Why isn't HTM mainstream yet


#56

HTM already produces state of the art results - it just solves different problems than most people have worked on to date. HTM is really only a powerful subsystem by itself; I don’t think that HTM by itself will ever be “enough” for a complete solution for anything.

Most of what I have seen (yes - even here on this forum) are people that want someone else to write an engine for them and then tweak a few things to make it work for whatever problem they are trying to solve.

It will take someone that understand what functions HTM brings to the party and the know-how to combine it with other sub-systems to make it shine. I have not met very many people that have the right skillset to see how to blend HTM with other parts to make a complete solution.

What is that skillset you ask? A deep knowledge of neural networks combined with a working knowledge of neuroscience and the functional architecture of the brain, practical experience with complex systems, and an experienced programmer. It would be helpful to be a seasoned electronics engineer. Being an aspie with OCD would be an asset. These are not the kind of things you find in your average grad student. Most professors tend to be good at one or two of these things but not the entire set. Once this unicorn tackles the problem and publishes the pathway to enlightenment it will become mainstream.

And that is why HTM is not mainstream yet.


Is there any challenge in htm theory?
#57

Hey guys, I’m new to HTM, great work Numenta and company!

It is now past halfway 2018 and subjectively HTM is still not mainstream, how to measure mainstream’ness? No one knows really, how about hype? Easy peasy.

Anyways, I believe that the main accelerators either a person or a group of people of a particular application/theory are those who have the genuine interest in the theory’s origins. By this I mean, simply put, those who are interested and fascinated with how the brain works (biologically, computationally) will have the inherent potential to accelerate the HTM theory/application. This doesn’t mean those who does not have this interest will not have a potential as they may ride the wave later when the theory gains speed. Come to think of this, would you expect most of the hands-on developers (engineers, developers) to have a substantial interest in the human brain? I believe no. So the number of accelerators for the HTM theory, in general, are and will be not as limitless as the number of accelerators in Deep Learning. Deep Learning (ANN) is friendly to Statisticians, Software Developers, Mathematicians, even Managers, and Data *. Even if HTM is friendly to the same groups of people, would you expect them to stay happy reading about the neocortex? To become mainstream, there must be a significant amount of genuine accelerators. Just my opinion.

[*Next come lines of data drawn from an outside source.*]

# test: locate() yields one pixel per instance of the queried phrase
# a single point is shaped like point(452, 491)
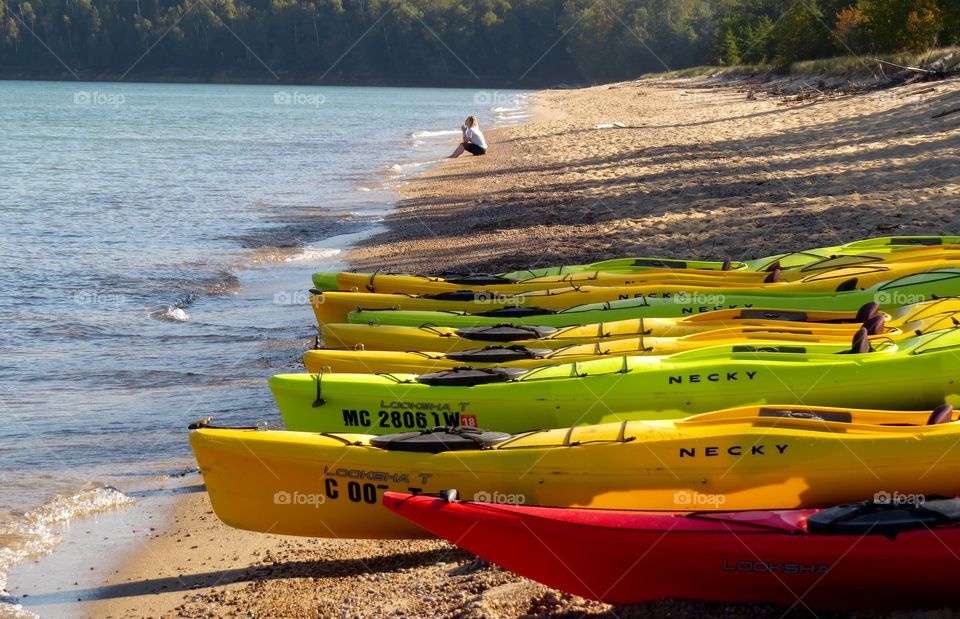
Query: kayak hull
point(330, 485)
point(631, 557)
point(922, 372)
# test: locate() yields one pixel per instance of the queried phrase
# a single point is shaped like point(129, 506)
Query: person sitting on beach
point(473, 140)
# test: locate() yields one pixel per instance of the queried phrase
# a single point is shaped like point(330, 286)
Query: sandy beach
point(699, 170)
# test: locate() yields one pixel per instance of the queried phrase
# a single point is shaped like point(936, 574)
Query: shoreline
point(700, 172)
point(252, 80)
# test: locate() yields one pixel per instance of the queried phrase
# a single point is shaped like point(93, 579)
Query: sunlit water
point(156, 243)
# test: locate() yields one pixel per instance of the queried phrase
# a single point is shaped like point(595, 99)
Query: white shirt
point(476, 136)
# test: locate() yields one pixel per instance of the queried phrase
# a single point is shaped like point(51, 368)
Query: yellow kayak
point(390, 283)
point(513, 356)
point(770, 457)
point(450, 339)
point(334, 306)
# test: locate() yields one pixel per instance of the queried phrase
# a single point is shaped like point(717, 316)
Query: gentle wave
point(313, 253)
point(432, 134)
point(177, 311)
point(34, 534)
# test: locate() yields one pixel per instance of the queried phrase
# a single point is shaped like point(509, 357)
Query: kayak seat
point(799, 413)
point(479, 279)
point(941, 414)
point(517, 312)
point(796, 350)
point(875, 325)
point(499, 354)
point(660, 263)
point(773, 315)
point(867, 311)
point(861, 342)
point(886, 515)
point(505, 333)
point(439, 440)
point(460, 295)
point(467, 376)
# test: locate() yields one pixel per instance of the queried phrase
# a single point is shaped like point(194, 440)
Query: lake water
point(156, 243)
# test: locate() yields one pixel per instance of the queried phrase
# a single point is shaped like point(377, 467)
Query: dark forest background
point(453, 41)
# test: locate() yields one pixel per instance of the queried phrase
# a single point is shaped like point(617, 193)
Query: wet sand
point(699, 170)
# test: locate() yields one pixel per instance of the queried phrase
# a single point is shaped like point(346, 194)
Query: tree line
point(456, 42)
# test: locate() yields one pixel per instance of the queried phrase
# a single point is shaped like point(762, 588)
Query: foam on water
point(35, 533)
point(433, 133)
point(314, 253)
point(149, 252)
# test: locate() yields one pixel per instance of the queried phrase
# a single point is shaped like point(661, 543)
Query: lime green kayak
point(918, 373)
point(902, 291)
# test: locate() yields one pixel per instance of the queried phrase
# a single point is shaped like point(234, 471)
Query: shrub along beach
point(696, 168)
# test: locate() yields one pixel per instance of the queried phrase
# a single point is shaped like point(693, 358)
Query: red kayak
point(885, 554)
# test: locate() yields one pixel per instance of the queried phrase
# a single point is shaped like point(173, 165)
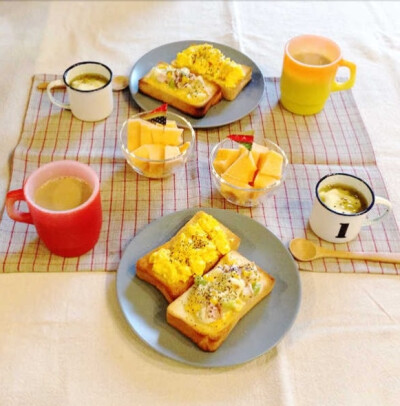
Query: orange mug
point(309, 72)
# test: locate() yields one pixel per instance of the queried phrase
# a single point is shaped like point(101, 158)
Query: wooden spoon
point(118, 83)
point(305, 250)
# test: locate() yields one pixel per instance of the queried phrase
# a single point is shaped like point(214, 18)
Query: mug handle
point(383, 202)
point(350, 82)
point(17, 215)
point(51, 85)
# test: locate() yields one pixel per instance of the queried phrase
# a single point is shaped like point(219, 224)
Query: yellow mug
point(309, 72)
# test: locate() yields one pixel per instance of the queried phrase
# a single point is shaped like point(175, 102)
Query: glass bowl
point(246, 196)
point(158, 168)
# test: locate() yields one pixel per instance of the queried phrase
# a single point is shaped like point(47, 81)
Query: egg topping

For me as a part-time brain enthusiast (thought experiments only because I’m not a Neuroscientist) with a humble background in theoretical computer science and spent my most of my time building dumb software in the industry, I see HTM as one of the great and ambitious brain theories of all time, its not just about AI or ML.

Cheers


#58

Hi guys!

While I’m not new to HTM, I’m not an active practitioner. However, I’ve been inspired by Jeff’s book “On Intelligence” (fantastic read), and I’ve read Numenta’s papers and have played around with NuPIC a fair bit. This prompted me to hire a master thesis student to try and reproduce some of my results that used “traditional” ML, using HTM. I’m still waiting for the finished report (will share it with you once he’s finished), but the actual results were promising. While not Earth-shattering, he proved that HTM can be used in that particular context, and HTM’s efficiency with “one-shot learning” is a big plus.

Now if I want to take this further there are a few stumbling blocks in front of me.

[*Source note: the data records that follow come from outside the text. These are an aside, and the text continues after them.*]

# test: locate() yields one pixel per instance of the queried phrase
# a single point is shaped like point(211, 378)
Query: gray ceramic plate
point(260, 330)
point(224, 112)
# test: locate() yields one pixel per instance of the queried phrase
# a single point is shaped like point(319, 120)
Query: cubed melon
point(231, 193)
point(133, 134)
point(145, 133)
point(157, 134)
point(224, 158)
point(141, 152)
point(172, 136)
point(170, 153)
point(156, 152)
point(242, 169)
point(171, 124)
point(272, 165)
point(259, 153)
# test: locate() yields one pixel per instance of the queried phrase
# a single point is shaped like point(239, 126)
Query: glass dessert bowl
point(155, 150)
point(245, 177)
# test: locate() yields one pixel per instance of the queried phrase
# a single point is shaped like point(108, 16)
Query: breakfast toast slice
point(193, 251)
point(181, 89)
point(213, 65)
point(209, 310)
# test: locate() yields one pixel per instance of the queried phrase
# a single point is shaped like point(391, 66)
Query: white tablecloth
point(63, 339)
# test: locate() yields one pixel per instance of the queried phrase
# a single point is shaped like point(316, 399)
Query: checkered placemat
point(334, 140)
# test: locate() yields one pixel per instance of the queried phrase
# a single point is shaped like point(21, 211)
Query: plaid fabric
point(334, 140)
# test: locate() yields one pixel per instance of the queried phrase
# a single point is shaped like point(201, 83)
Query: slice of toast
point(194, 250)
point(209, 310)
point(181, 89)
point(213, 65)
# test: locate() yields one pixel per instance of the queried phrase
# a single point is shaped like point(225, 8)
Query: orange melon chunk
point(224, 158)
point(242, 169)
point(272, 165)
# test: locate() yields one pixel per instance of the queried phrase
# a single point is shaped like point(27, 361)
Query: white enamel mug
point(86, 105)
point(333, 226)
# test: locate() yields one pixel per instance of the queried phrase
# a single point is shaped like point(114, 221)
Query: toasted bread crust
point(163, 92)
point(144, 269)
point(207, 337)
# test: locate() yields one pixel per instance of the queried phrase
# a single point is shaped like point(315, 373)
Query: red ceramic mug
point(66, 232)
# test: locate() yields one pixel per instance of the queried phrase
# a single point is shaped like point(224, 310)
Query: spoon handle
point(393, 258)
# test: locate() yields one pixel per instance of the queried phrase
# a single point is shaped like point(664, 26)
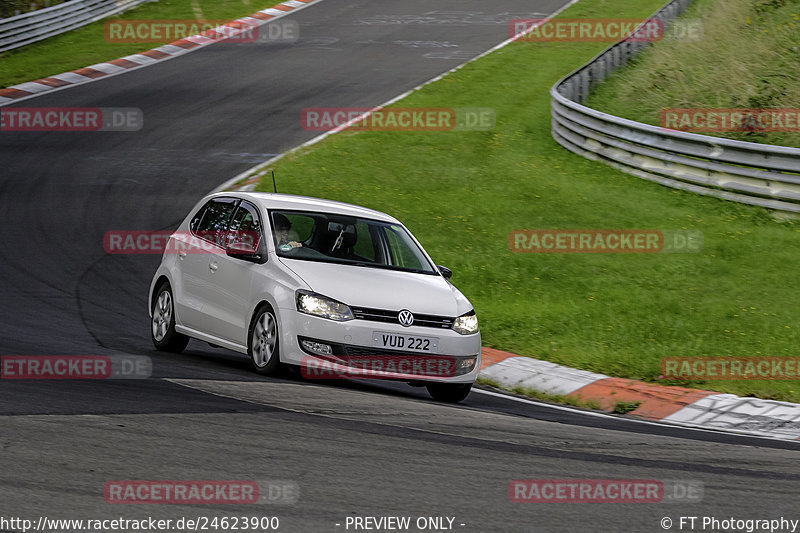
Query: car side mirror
point(244, 251)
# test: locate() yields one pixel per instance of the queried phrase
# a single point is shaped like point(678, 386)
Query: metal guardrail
point(745, 172)
point(37, 25)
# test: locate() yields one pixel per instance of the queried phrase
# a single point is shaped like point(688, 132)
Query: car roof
point(293, 202)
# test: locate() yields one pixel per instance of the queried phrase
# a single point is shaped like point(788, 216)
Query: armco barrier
point(750, 173)
point(43, 23)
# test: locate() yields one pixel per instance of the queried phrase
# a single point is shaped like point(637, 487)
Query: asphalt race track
point(352, 449)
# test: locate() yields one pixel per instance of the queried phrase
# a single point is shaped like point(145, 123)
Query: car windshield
point(342, 239)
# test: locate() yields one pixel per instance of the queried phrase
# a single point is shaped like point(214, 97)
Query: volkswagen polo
point(335, 289)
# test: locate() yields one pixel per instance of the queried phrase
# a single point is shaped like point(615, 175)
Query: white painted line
point(71, 77)
point(634, 420)
point(140, 59)
point(108, 68)
point(32, 87)
point(542, 376)
point(171, 49)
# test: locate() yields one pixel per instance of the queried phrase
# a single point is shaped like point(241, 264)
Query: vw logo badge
point(405, 317)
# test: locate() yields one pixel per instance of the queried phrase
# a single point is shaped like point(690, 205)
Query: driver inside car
point(283, 232)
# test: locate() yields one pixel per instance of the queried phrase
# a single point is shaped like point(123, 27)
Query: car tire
point(449, 392)
point(162, 323)
point(263, 345)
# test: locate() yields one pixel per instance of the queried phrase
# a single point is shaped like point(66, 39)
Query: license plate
point(406, 343)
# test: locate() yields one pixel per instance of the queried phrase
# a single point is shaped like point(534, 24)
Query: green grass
point(9, 8)
point(748, 58)
point(543, 396)
point(87, 46)
point(461, 193)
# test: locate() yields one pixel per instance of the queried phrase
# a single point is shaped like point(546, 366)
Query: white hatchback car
point(336, 289)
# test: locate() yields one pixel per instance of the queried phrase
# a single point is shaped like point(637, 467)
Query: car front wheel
point(263, 342)
point(449, 392)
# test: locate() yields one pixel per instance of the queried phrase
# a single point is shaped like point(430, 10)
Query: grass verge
point(88, 45)
point(543, 396)
point(461, 193)
point(716, 71)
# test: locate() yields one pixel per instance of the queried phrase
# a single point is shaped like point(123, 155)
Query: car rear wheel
point(162, 325)
point(449, 392)
point(263, 344)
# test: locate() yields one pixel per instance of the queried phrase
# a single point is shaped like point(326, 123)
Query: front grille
point(351, 350)
point(382, 315)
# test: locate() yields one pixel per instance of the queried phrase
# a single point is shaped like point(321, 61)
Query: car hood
point(379, 288)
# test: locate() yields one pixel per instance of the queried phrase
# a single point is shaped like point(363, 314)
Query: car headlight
point(315, 304)
point(466, 324)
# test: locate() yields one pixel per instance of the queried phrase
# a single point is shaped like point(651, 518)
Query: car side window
point(245, 231)
point(211, 222)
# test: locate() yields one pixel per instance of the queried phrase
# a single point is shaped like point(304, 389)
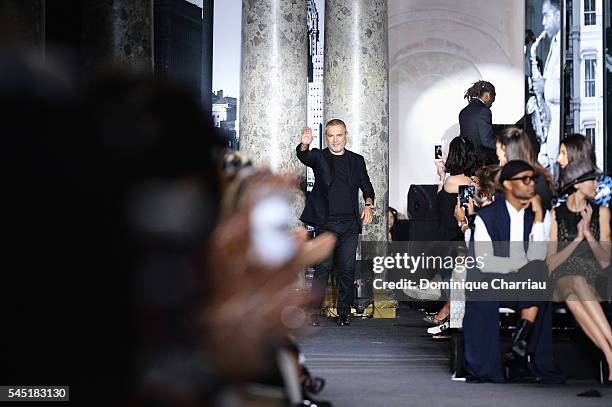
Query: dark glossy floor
point(393, 362)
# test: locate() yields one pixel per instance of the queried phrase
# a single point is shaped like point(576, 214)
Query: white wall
point(437, 49)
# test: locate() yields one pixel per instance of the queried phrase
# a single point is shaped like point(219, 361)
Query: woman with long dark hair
point(577, 147)
point(460, 165)
point(579, 251)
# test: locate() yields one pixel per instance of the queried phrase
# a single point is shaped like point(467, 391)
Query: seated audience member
point(475, 120)
point(485, 192)
point(514, 144)
point(577, 147)
point(579, 251)
point(391, 223)
point(517, 216)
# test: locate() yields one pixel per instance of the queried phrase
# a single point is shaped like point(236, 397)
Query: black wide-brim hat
point(576, 172)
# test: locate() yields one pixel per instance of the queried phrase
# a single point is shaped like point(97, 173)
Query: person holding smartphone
point(333, 206)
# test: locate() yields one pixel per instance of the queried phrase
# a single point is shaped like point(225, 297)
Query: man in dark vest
point(333, 206)
point(510, 236)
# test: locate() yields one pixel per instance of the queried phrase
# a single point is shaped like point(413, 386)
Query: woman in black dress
point(514, 144)
point(579, 251)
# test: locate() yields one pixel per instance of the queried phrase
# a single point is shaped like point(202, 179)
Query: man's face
point(488, 98)
point(521, 187)
point(551, 19)
point(336, 138)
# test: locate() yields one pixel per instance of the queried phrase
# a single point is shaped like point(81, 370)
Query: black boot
point(520, 340)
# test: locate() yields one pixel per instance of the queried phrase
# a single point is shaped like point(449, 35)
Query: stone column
point(274, 82)
point(118, 32)
point(22, 22)
point(356, 90)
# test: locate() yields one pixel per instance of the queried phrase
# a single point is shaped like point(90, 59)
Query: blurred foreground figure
point(113, 195)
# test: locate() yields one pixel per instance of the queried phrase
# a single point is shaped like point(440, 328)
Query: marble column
point(118, 32)
point(22, 22)
point(274, 82)
point(356, 90)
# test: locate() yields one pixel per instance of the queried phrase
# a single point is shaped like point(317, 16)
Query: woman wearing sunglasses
point(513, 144)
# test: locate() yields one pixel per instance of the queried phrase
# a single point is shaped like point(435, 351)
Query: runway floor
point(393, 362)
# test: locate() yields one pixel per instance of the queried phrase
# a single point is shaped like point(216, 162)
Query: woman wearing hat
point(575, 265)
point(513, 144)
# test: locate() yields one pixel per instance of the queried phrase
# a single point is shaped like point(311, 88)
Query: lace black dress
point(582, 261)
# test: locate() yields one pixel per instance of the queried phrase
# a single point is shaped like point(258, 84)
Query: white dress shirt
point(483, 246)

  • Most of the HTM applications I’ve seen use numerical data. For text corpora Numenta suggests using Cortical.io APIs (which is essentially a SOM); this was not good enough for me (I needed to build a very specific and localised vocabulary, and it was an isolated system anyway). We ended up cheating a bit and using GloVe and then converting this to SDR. This worked very well but we both felt a bit “dirty” about it. Again, it would be good to have more concrete examples promoted that use text corpora, or other data types such as audio and images.

  • The ability to “generalise” is not really there, or at least not evident to me. This is a shame since “On Intelligence” put significant focus on higher-order functions, and particularly in later chapters where various aspects of intelligence were brought up, e.g. how some people become “experts” at something by essentially pushing the more basic abstract/generalised knowledge down to lower layers allowing the higher layers to “specialise”. While more traditional techniques don’t really generalise either, I’ve created factoid answering programs and chatbots using word embeddings and simple MLPs and simple tricks like drop-outs and “quasi” attention modules, and after 20 minutes of training time (on a heavily constrained dataset) I get something that really impresses me. I’ve seen in HTM forums that hierarchies and generalisation is an open issue, and that technically it’s possible to build more complex systems, but a concrete example, such as a simple QA system would definitely increase the PR.

  • To really understand HTM, one has to understand certain neurobiological aspects such as (mini) columns, NMDA spikes, depolarisation, excitation, inhibition, proximal, basal, and apical synapses, as well as things like SDRs and Hebbian learning. While Numenta has done a great job with the clarity of their papers, BAMI book and HTM School, it’s still significant load for a newbie. I’ve been struggling to follow certain discussions in the forums because they go into great detail in terms of cognitive science and neurobiology, and such discussions will always be a challenge for those of us who simply don’t have the time (due to other technical commitments) to dig deeper into neuroscience. In contrast, point-neuron architectures and “deep learning” basically require you to understand dot product and bit of differential calculus, and voila! And most technically inclined people know these concepts already from school. Even the current trend to integrate deep learning with external memory store, or introduce Gaussian processes is “ok”, as once again it builds upon knowledge that lot of engineers/scientists already learnt in school. Not sure what Numenta can do in this regard, but I think tackling the previous two points would help, and trying to abstract/generalise neuroscience as much as possible will also help.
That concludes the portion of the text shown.